主要な顧客は半導体装置メーカーやディスプレイ装置メーカー、電子機器メーカーや産業機械メーカーです。同社は装置向けの大型・高精度部品の受注売上と、プラズマで消耗する部品や高純度アルミの継続的な供給による消耗品売上で収益を構成しています。一度装置に採用すると長期的に取引が続き、収益の安定につながる点が強みです。

事業は「精密部品事業」と「機能材料事業」の二本柱です。精密部品事業では真空チャンバーや電極、検査装置や各種産業機器向けの大型金属部品を製造し、機能材料事業では超高純度アルミを用いたターゲット材料や電解コンデンサ用材、鋳造スラブやアルマイトなどの表面処理まで一貫生産しています。同社は低圧鋳造や鍛造・機械加工の設備を活かし、消耗品需要や小口販売も含めた幅広い製品ラインを展開しています。

経営方針

マルマエは「Fusion2028」と称する中期計画(2026年8月期〜2028年8月期)で、2025年4月に取得したKMアルミニウムとの統合を軸に、グループで市場成長を上回る成長を実現しようとしています。同社は投下資本利益率(ROIC)を重要指標と位置づけ、期間中にグループ全体でROIC15%を目標としています(直近実績は6.7%)。また、半導体設備投資の変動に左右されにくい収益基盤を作るため、消耗品の受注拡大と固定費抑制による安定成長を目指しています。

重点投資分野としては、半導体製造工程向けの高付加価値消耗品と機能材料の研究開発と生産能力強化に注力しています。同社はクライオエッチング用の低温対応素材や絶縁性の高いコーティングの開発を進める一方、エッチング装置やCVD装置で使われるESCや電極類といった高付加価値消耗品の生産技術を高め、受注を拡大することで他社との差別化を図っています。加工技術や表面処理、アルミの高純度化といった“ものづくり”の源流にこだわることが差別化の中核です。

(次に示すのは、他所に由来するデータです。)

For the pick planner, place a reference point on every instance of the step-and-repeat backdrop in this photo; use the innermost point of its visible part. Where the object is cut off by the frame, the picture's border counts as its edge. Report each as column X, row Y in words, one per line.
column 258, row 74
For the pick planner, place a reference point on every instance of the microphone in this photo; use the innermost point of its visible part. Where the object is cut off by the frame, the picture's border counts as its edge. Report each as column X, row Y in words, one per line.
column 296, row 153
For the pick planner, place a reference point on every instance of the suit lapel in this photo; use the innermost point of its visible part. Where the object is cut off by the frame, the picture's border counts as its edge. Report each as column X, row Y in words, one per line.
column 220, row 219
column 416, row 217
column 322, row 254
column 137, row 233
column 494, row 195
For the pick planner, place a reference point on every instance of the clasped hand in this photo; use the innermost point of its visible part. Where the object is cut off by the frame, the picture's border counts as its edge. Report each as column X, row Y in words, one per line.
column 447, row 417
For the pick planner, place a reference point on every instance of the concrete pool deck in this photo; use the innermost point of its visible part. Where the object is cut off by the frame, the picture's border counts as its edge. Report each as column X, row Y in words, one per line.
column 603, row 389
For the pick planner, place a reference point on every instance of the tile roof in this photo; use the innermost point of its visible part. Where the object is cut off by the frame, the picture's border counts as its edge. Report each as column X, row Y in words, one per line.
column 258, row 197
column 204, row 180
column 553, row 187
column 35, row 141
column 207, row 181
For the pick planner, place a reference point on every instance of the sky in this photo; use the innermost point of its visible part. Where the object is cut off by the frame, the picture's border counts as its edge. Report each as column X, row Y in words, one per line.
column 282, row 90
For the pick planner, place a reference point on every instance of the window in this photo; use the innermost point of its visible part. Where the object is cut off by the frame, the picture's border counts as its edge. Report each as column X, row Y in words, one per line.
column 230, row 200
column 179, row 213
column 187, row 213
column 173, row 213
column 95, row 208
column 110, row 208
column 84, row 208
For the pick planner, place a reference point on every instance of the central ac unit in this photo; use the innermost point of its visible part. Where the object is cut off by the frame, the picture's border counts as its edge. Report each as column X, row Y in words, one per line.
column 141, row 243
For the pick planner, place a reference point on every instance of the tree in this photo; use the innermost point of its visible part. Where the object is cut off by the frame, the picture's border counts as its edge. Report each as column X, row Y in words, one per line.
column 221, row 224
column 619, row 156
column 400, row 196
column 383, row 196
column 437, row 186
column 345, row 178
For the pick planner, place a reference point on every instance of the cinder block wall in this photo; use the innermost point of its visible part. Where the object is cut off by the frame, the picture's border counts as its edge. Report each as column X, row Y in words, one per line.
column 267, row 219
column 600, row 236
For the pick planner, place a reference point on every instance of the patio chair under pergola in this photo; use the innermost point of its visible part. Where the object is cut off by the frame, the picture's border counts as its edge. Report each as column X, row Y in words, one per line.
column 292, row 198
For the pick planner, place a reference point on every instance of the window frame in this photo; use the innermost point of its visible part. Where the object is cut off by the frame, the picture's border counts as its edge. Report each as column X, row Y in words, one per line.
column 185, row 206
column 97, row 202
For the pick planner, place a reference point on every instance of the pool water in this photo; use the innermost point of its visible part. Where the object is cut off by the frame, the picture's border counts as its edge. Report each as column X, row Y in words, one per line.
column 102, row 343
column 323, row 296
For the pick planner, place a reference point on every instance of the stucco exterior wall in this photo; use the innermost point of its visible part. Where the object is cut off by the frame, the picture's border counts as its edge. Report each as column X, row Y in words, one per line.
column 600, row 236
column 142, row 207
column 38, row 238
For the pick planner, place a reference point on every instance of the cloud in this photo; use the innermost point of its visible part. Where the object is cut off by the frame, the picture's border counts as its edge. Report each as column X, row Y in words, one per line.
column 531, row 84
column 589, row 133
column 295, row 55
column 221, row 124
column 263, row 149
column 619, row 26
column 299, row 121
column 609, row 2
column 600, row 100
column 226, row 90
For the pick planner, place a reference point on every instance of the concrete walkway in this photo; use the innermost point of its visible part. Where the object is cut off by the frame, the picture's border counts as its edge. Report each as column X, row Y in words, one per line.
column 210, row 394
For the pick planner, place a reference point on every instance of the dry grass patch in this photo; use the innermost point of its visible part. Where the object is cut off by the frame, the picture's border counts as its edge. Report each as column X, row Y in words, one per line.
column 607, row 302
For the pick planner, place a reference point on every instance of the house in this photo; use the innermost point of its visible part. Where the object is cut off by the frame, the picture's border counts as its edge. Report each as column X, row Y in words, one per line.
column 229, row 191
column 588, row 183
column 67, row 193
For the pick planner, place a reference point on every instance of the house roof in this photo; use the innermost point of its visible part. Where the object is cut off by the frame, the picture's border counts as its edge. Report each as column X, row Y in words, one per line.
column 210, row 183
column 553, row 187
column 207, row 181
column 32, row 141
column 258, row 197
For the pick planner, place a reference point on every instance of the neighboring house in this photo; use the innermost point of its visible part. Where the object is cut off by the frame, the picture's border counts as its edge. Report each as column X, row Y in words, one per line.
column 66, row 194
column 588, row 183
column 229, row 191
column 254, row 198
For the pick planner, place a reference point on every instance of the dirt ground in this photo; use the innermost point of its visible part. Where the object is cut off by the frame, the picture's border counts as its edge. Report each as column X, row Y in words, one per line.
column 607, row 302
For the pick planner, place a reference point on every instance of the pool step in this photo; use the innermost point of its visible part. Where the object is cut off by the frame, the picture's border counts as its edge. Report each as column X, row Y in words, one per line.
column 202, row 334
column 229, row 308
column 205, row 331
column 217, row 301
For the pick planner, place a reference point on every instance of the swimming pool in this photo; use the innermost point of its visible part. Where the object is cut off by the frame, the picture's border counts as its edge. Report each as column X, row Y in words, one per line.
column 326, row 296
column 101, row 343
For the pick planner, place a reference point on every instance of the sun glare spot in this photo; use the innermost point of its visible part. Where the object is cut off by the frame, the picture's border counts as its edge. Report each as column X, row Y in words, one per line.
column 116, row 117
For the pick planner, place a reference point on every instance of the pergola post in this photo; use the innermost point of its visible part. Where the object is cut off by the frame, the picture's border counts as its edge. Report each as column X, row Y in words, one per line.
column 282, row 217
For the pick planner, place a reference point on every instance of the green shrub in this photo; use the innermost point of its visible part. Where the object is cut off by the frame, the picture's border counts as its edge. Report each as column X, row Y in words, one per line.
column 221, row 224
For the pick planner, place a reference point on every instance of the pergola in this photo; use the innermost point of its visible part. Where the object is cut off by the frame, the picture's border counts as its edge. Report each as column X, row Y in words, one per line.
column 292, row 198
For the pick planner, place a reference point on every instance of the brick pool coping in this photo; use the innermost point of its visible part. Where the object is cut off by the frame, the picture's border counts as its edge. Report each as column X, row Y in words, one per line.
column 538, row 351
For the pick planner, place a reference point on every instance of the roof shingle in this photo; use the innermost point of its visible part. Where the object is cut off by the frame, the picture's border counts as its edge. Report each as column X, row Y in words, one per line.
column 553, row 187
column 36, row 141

新市場開拓と事業拡大は、グループ統合による技術シナジーの創出と顧客基盤の拡大で進められます。同社はKMアルミニウムとの協力で超高純度アルミや装置部材の品揃えを強化し、特定ユーザーへの依存を減らすために顧客の幅を広げる方針です。また、消耗品の小口販売や長期のアフターマーケット供給の拡大を通じて、設備投資サイクルに左右されない継続収入を確保する計画です。生産性向上や協力企業の育成も並行し、需要変動に耐える体制を整備しています。

技術革新への取り組みでは、研究開発投資の強化、設備点検と保全の充実、多能工化による人材育成を具体的施策として進めています。同社は現場の技術力を高めるために長期的な人材育成プランを実行し、デジタル化(DX)を通じた生産・管理の効率化で固定費抑制を図ります。これらの取り組みにより、同社は「部品加工のリーディングカンパニー」および「高付加価値アルミ加工会社」を目指しています。